Taking into account the high technicity of any IT program, the Service Provider does not guarantee functioning without anomalies or uninterrupted functioning of its IT Solutions.
In addition, this guarantee is exclusive of any other commitment, notably any guarantee of result in respect to Customer satisfaction linked to performance requirements and expectations of operational or functional capabilities other than those described in the documentation. The Service Provider does not guarantee that the intervention will allow the difficulty encountered to be immediately eliminated, or that after the intervention the anomaly encountered will not re-appear, or that any difficulty will not be generated as a result of the intervention of the maintenance service. The maintenance service is provided by the Service Provider with all possible reasonable care in the current state of the technology.
The compliance of the IT Solution with its official technical documentation constitutes the sole obligation of the Service Provider whatever the grounds of the User’s claims.

12.3. – The Service Provider’s civil liability shall only be incurred by its own acts or those of its staff in the case of acts accomplished by it or its staff in the context of the performance of the contract and solely in the case where a causal link between the alleged prejudice and a serious fault by the Service Provider is established.
The Service Provider shall not, under any circumstances be held liable in respect to the User, for any reason whatsoever, for any indirect prejudice, whatever this may be, and notably for loss of data, commercial prejudice, increased overheads, consequences of third-party recourse, loss originating in or the consequence of this contract, loss in turnover or profit, loss of Customers, loss of an opportunity, in relation with or stemming from the IT Solution or its functioning, even if the Service Provider has been warned of the possibility of such a loss or such damage, and damage to property or personal injury not the subject-matter of the contract.
The Service Provider shall not be held liable, for any reason whatsoever, for material damage or bodily injury, following the intervention of the maintenance/support service, except in cases where the Customer has established a causal link between the alleged prejudice and a fault of the Service Provider.
The staff of the Service Provider remain under the latter’s hierarchical and disciplinary authority. The Customer must do what is necessary to ensure that the Service Provider’s staff respect the instructions and interior regulations on security when required to make an on-site call on the Customer’s premises.

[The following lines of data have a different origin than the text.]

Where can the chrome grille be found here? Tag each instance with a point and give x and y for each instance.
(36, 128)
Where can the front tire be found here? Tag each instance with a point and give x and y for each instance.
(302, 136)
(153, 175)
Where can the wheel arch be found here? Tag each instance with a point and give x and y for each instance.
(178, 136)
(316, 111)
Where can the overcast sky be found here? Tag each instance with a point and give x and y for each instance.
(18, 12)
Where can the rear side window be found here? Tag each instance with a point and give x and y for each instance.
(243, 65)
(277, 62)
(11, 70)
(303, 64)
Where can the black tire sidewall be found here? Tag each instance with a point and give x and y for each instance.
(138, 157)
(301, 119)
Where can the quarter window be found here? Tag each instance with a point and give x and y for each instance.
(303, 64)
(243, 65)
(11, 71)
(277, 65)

12.4. – If, however, a pecuniary judgement is pronounced against the Service Provider, for any reason whatsoever, the damages payable shall not be more than the amount effectively received for the annual fee or the price effectively paid by the Customer.

13. Insurance

The Service Provider is the holder of an insurance policy covering the pecuniary consequences of its legal liability should it be incurred.
The Customer must reciprocally be insured for the consequences of its civil liability in respect to the Service Provider, its staff and any subcontractors.

14. Reservation of ownership

The Service Provider expressly reserves the ownership of the delivered IT Solutions until full payment of their price in principal and interest. In the case of failure to pay the full price in principal and interest, the Service Provider shall take, at time, any useful measure for suspending the use of the IT Solution installed on the Customer’s system.
A payment, according to the meaning assigned in this article, is not a document creating an obligation to pay, a draft or such like.
This reservation of property clause does not prevent, on the delivery of the IT Solution, the transfer of the risks to the Customer, who undertakes to take all necessary care in taking custody of and protecting the IT Solutions and products, and to take out any useful insurance.
The initiation of insolvency proceedings in favour of the Customer shall not prevent the Service Provider from claiming the IT Solutions.
In the case of partial payment, this shall be firstly applied against the interest for late payment, and the most recent claims.

15. Confidentiality

Both parties undertake to take all necessary precautions to maintain the confidentiality of the other party’s confidential information these precautions to be at least equivalent to those taken by each of the parties to ensure the confidentiality of its own confidential information.
In the same way, the parties are bound to secrecy in relation to this contract, and the Documentation relating to the IT Solutions, which shall not, under any circumstances, be communicated to third parties (except in the case of legal or fiscal obligation and after previously informing the other party).
The parties each undertake to have this confidentiality clause respected by their respective employees, parent company, subsidiaries and any subcontractors and vouch for the latter in this respect.
This confidentiality obligation shall continue for as long as the information in question continues to be confidential, including beyond the date of the end of this agreement.

16. Modifications

Any modification to the designated system, the site of use or the initial configuration of the software, notably by the addition of supplementary licences and/or the granting of a user right for other software products of the Service Provider on the site of use, must be the subject of a supplementary clause to this contract.

17. Termination

17.1. – In the case of serious failure by one of the parties to respect the obligations of the contract, not remedied within 30 (thirty) days of receipt of the registered letter notifying the failures from the other party, the party not at fault shall be able to opt for the termination of the contract without prejudice to any damages that it may claim.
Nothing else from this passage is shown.